One in Four Women With Under-performing Thyroids Have Autistic Children

Can there be any more suppositions about why children are born with autism?  Now a new study has found that women low in thyroid hormones "are nearly 4 times likelier to produce autistic children than healthy women," according to newswise.com.

As someone who has always struggled with an under-performing thyroid (and take medication for it), this was interesting to me.  I'm not planning on having any more children but did my son really come that close to autism?

More than 4,000 Dutch women and their children were studied and "and it supports a growing view that autism spectrum disorders can be caused by a lack of maternal thyroid hormone, which past studies have shown is crucial to the migration of fetal brain cells during embryo development," the Web site said.

"It is increasingly apparent to us that autism is caused by environmental factors in most cases, not by genetics," newswise.com quoted lead author Gustavo Román, M.D., a neurologist and neuroepidemiologist who directs the Nantz National Alzheimer Center. "That gives me hope that prevention is possible."

The researchers also found that autistic children had more pronounced symptoms if their mothers were severely deficient for T4, also called thyroxine.

Surprisingly, 1 in 7 people in the U.S. suffer from this, compared to 1 in 3 in most of the world.  Experts put this down to all the iodized salt in our diet.  Iodine deficiency is what causes the thyroid to malfunction.

In the study blood was drawn from the mothers at or around 13 weeks into their pregnancies to measure levels of T4 and two proteins that could indicate the cause of thyroid deficiency. "Six years later, mothers were asked to describe the behavioral and emotional characteristics of their children using a standardized psychology checklist," newswise.com reports.
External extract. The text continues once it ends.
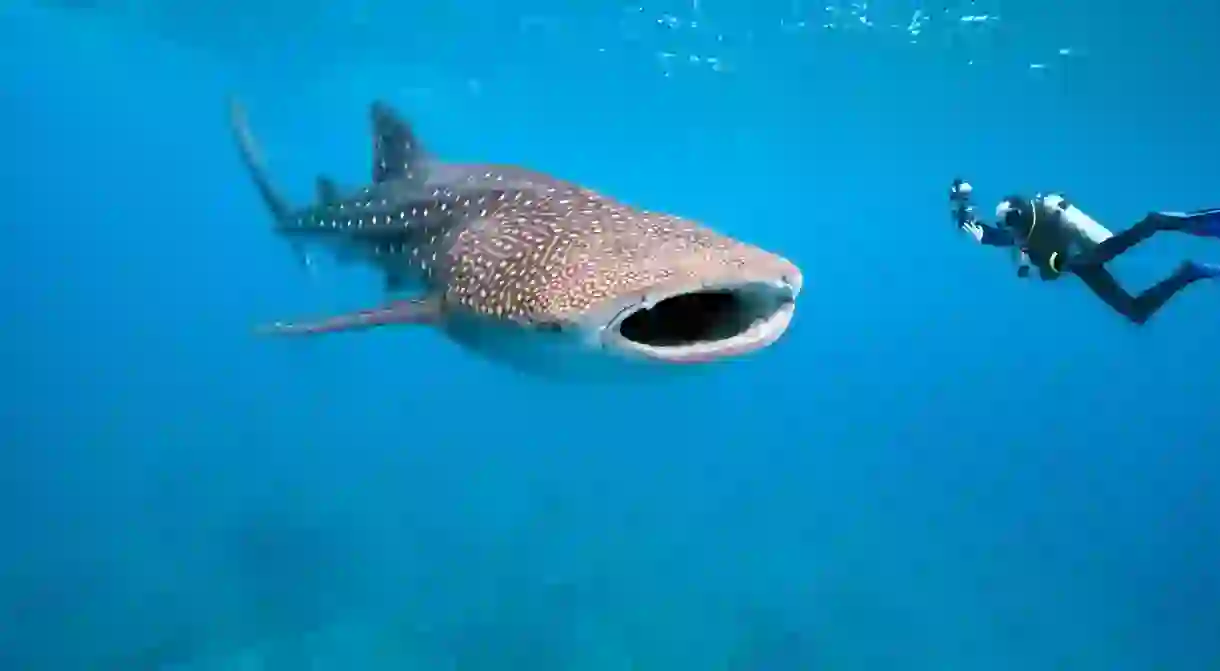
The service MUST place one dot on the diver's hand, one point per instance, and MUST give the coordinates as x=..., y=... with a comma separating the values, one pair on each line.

Researchers identified 80 "probable autistic children" from a population of 4,039 -- a number consistent with the Dutch rate of autism spectrum disorders. The Web site notes that expectant mothers' poor thyroid function (whether caused by poor diet, disease, or genetics)" can lead to serious problems with fetal brain development, but only in the last 10 years or so has hypothyroidism been implicated as a possible cause of autism spectrum disorders."

So what if you're pregnant now or plan to conceive?  Doctors say have your urine iodine and thyroid function measured beforehand. If you have just become pregnant, have your doctor measure urine iodine, thyroid function, and begin using prenatal vitamins, making sure iodine is present.